L'occasion toute rêvée pour refaire le point sur la bagnole, compagnon incontournable (obligatoire ou volontaire) de millions d'entre nous. Un secteur qui, malgré la crise, malgré des catastrophes du type fermeture de l'usine Ford à Genk fin décembre (10.000 emplois directs et indirects perdus), mais aussi grâce à un prix du pétrole revenu à des niveaux planchers, se porte presque comme un charme.

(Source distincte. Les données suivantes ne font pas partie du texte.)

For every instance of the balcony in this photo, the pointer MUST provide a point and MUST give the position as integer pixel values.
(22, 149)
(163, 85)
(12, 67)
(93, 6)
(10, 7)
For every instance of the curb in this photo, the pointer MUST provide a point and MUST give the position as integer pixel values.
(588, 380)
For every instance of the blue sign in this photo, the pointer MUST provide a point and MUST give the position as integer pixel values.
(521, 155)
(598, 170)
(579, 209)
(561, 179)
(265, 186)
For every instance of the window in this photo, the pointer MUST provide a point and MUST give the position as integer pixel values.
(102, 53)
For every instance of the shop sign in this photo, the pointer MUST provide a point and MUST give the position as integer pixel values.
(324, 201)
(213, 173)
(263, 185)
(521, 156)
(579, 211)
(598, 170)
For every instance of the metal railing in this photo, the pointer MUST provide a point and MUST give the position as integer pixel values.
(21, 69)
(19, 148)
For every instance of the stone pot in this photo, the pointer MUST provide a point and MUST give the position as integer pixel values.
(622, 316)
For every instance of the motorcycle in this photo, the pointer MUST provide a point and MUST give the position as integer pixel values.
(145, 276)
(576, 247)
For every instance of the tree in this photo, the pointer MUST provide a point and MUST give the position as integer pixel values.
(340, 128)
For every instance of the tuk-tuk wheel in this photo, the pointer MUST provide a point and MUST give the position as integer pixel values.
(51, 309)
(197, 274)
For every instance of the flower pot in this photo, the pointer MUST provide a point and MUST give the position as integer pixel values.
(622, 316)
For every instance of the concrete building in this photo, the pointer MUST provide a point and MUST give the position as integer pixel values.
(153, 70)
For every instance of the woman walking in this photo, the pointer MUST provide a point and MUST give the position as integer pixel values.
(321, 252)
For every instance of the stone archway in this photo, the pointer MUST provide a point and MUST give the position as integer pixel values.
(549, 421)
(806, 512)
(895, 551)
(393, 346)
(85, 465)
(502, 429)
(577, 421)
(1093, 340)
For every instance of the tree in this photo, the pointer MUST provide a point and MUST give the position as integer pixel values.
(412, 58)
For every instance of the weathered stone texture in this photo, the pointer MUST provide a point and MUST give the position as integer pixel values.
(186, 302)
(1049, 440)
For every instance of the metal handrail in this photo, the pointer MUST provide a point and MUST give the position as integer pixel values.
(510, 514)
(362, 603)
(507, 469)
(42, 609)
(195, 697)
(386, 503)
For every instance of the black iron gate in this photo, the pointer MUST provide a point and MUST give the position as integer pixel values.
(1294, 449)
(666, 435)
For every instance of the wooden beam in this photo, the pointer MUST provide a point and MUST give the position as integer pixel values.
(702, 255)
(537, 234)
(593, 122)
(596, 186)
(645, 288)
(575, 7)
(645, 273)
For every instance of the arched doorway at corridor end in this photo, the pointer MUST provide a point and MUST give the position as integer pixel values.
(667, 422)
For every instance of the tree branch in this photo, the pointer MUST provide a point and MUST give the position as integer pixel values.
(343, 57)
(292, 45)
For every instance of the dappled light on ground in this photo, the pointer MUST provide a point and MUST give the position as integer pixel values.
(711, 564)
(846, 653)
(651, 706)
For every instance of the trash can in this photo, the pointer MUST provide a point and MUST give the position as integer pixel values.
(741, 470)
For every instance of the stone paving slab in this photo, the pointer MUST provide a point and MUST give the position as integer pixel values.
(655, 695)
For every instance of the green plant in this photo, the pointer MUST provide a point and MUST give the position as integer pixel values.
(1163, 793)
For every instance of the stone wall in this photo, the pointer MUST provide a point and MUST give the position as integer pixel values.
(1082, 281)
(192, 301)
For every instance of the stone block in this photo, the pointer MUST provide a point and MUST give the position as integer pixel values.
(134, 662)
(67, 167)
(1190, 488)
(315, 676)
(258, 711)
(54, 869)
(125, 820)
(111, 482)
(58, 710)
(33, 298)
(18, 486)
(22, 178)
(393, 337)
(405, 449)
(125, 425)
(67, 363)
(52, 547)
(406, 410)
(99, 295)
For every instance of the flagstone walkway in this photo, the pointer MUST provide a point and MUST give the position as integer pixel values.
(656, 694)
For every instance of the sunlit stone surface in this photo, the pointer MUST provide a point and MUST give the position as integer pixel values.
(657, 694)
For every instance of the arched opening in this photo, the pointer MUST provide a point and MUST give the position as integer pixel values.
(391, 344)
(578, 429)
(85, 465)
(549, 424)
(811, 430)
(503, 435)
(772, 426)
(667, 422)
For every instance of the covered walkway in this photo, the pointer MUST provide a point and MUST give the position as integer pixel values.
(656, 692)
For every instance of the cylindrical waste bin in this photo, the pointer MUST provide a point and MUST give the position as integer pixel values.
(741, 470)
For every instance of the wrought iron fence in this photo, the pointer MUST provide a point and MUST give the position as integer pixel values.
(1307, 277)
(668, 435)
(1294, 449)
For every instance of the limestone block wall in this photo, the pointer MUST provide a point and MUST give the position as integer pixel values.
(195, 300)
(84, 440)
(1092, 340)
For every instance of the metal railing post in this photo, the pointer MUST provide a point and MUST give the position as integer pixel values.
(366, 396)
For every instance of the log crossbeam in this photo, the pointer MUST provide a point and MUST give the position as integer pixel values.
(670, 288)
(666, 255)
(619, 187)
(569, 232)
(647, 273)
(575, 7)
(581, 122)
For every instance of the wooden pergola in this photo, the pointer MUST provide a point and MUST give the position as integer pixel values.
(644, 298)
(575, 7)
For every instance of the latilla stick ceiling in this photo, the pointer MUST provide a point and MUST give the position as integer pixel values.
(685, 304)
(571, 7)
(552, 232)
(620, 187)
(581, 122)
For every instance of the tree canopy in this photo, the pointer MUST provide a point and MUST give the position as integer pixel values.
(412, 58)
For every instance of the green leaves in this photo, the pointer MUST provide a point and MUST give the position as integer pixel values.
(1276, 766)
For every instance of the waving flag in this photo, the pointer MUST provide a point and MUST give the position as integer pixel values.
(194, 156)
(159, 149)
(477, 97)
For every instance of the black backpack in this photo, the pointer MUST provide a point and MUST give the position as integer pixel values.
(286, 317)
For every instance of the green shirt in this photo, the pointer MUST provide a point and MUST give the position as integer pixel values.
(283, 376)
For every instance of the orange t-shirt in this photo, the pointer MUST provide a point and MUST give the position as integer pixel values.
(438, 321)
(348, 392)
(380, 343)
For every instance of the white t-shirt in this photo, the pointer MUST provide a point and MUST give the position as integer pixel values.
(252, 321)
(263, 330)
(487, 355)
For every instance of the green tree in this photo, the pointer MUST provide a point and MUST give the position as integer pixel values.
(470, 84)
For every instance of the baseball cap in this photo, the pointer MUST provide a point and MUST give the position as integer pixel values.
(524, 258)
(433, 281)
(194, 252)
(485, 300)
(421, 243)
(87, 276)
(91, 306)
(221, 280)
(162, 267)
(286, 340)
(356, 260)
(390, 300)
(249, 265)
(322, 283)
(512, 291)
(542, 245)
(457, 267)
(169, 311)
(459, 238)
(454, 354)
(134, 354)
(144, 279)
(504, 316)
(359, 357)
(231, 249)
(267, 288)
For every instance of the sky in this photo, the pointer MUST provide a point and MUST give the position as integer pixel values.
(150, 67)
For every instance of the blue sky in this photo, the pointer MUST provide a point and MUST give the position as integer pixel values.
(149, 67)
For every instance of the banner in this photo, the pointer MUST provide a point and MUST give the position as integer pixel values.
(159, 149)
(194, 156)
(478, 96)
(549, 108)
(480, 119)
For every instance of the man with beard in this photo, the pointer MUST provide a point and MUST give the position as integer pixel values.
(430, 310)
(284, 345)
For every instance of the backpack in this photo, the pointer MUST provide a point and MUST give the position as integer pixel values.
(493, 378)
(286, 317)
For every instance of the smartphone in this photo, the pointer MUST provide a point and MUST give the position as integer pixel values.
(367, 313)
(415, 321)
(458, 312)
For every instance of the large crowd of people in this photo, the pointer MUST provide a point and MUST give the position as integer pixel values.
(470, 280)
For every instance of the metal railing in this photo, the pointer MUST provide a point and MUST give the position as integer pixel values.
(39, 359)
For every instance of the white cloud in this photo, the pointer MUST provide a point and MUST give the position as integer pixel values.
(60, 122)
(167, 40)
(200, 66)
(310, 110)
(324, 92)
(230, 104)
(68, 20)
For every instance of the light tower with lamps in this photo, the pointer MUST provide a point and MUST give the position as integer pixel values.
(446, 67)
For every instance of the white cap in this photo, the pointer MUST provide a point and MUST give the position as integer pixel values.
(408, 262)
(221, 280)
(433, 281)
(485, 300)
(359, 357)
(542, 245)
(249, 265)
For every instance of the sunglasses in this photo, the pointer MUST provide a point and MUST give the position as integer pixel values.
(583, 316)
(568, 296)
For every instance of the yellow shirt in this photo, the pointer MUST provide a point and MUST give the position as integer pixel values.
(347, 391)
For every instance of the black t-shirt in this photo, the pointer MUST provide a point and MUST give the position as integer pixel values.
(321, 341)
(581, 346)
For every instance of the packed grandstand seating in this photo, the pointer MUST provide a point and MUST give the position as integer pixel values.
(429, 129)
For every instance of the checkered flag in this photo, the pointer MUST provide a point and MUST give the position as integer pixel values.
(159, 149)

Première preuve avec le nombre d’immatriculations de voitures neuves. En Belgique, il demeure remarquablement stable: 486.000 en 2012 et 2013 et, sans doute, 485.000 en 2014. Et les perspectives? "Pour 2015, nous misons à nouveau sur la stabilité, avec une projection de 485.000 immatriculations", indique Christophe Dubon, porte-parole de Febiac, la fédération des constructeurs et importateurs de véhicules. "Mais les chiffres dépendront évidemment du niveau de croissance et du climat social." Pas gagné d'avance, tout de même… D'autant que le parc automobile belge, lui, n’en finit pas de vieillir: 8,1 ans en moyenne en 2013.

La fin du diesel?

Le marché national, toutefois, évolue. Là où la proportion diesel/essence était encore de trois quarts/un quart en 2010, elle ne devrait plus être que de 60/40 en 2015. Le revirement de tendance s’est opéré en 2013, année marquée par la suppression des réductions pour les voitures à faibles émissions de CO2. Depuis, les particuliers se tournent donc davantage vers les modèles essence. Pour plusieurs raisons: contrairement à ce qui se faisait autrefois, les moteurs de ces derniers sont de plus en plus sobres, dégageant par ailleurs un moindre pourcentage de ces célèbres "particules fines" très cancérigènes, et la différence entre le prix du litre de l'essence et du diesel ne cesse de chuter (voir plus loin). Et on ne vous parle pas de la fameuse norme "euro 6" qui sera d’application pour tous les nouveaux véhicules diesel à partir du 1er septembre 2015. Elle vise à réduire les émissions d’oxyde d’azote mais induira pour le consommateur un débours supplémentaire de 600 à 1.000 euros à l’achat.

Hybrides non merci

Il n'y a évidemment pas que le diesel ou l'essence. Cette année, les visiteurs du salon seront à nouveau invités à tester sur une piste outdoor les dernières nouveautés "vertes", électriques, hybrides ou fonctionnant au gaz naturel. Citons entre autres l’Audi A3 e-Tron, l’e-Smart, la Mercedes Classe B, la Renault Zoe ou l’e-Golf de Volkswagen. On le voit, salon après salon, l’offre des constructeurs se diversifie. Pourtant, les ventes, elles, demeurent marginales. En 2013, on avait immatriculé 5.824 voitures hybrides et 500 électriques. Pour les 11 premiers mois de 2014, ces chiffres grimpent à 7.711 hybrides et 985 électriques. Une progression, certes. Mais ceci ne représente encore qu’1,5 % de l’ensemble des immatriculations. Comment expliquer ce peu d’engouement? Prix d’achat élevé, absence d’incitants fiscaux, autonomie limitée pour les "tout électrique", manque d’infrastructures de ravitaillement et de rechargement… Et peut-être (surtout?), une crise économique qui, chez beaucoup de particuliers, ne fait plus de l'écologie et du réchauffement climatique une de leurs principales priorités.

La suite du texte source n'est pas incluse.